Three Researchers in NIH Controversy Are Leaving

Times Staff Writer

Three senior researchers at the center of a controversy at the National Institutes of Health over moonlighting for the pharmaceutical industry are leaving the government, officials said.

The departures come at a time when the NIH is implementing tougher conflict-of-interest rules that prohibit all agency employees from accepting consulting fees, stock options or any compensation from the industry.

The three departing researchers are: Dr. H. Bryan Brewer Jr., a vascular-disease specialist at the NIH’s National Heart, Lung, and Blood Institute; Dr. Lance A. Liotta, a laboratory chief at the National Cancer Institute; and Liotta’s research partner, Emanuel F. “Chip” Petricoin III, who has been based at NIH but is employed by the Food and Drug Administration.


Brewer, 66, is taking a position with a research institute in the Washington area, according to an e-mail distributed Tuesday to agency employees. From 2001 to 2003, Brewer accepted about $114,000 in consulting fees from four companies making or developing cholesterol medicines, government and corporate records show. His paid arrangements with the companies were approved in advance by the NIH, an agency spokeswoman said.

As part of his federal role, Brewer helped draft national guidelines urging more aggressive use of drugs to lower cholesterol.

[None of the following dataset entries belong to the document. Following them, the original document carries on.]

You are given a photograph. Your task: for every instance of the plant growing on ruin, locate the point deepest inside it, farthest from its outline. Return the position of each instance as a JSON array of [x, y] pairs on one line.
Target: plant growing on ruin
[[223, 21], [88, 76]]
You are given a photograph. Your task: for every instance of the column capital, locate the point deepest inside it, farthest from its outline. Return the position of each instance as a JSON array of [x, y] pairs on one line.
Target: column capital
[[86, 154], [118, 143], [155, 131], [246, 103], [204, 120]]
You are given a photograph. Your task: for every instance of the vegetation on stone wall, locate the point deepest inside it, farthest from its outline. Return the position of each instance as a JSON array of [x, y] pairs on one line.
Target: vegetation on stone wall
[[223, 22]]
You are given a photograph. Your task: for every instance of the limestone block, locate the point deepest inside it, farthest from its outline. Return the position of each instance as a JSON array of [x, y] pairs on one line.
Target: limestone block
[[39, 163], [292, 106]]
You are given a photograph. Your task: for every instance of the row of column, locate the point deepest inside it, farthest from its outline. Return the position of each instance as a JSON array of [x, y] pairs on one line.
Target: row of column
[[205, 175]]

In an article published Aug. 21, 2003, in the American Journal of Cardiology, Brewer extolled the safety and effectiveness of a new cholesterol drug, Crestor, without disclosing to readers that he was a paid consultant to the manufacturer, AstraZeneca. Company sales representatives later distributed copies of Brewer’s article to doctors nationwide.

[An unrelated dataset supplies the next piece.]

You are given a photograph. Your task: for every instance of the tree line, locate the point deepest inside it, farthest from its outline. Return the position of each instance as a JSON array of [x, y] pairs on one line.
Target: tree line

Brewer did not respond to messages seeking his comment for this article.

Petricoin and Liotta will join the life-sciences division of George Mason University’s College of Arts and Sciences in Manassas, Va., according to a university announcement. “We are excited that Drs. Liotta and Petricoin are joining us in our mission to build a research program of national prominence,” said university President Alan Merten.

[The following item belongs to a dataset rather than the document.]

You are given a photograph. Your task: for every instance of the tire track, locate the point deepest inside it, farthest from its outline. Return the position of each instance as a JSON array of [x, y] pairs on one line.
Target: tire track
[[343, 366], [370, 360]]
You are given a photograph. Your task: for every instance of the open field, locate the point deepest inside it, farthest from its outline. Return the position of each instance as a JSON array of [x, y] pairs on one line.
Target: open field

Liotta and Petricoin told colleagues this week of their pending departures in separate e-mails. Liotta, a past deputy director of the NIH who in recent years has been chief of the cancer institute’s laboratory of pathology, said that accepting the new position “was a very hard decision to make,” but that he “could not pass up the exciting opportunity.”

Both men testified in May before a congressional subcommittee that probed industry payments to NIH researchers in response to reports in the Los Angeles Times.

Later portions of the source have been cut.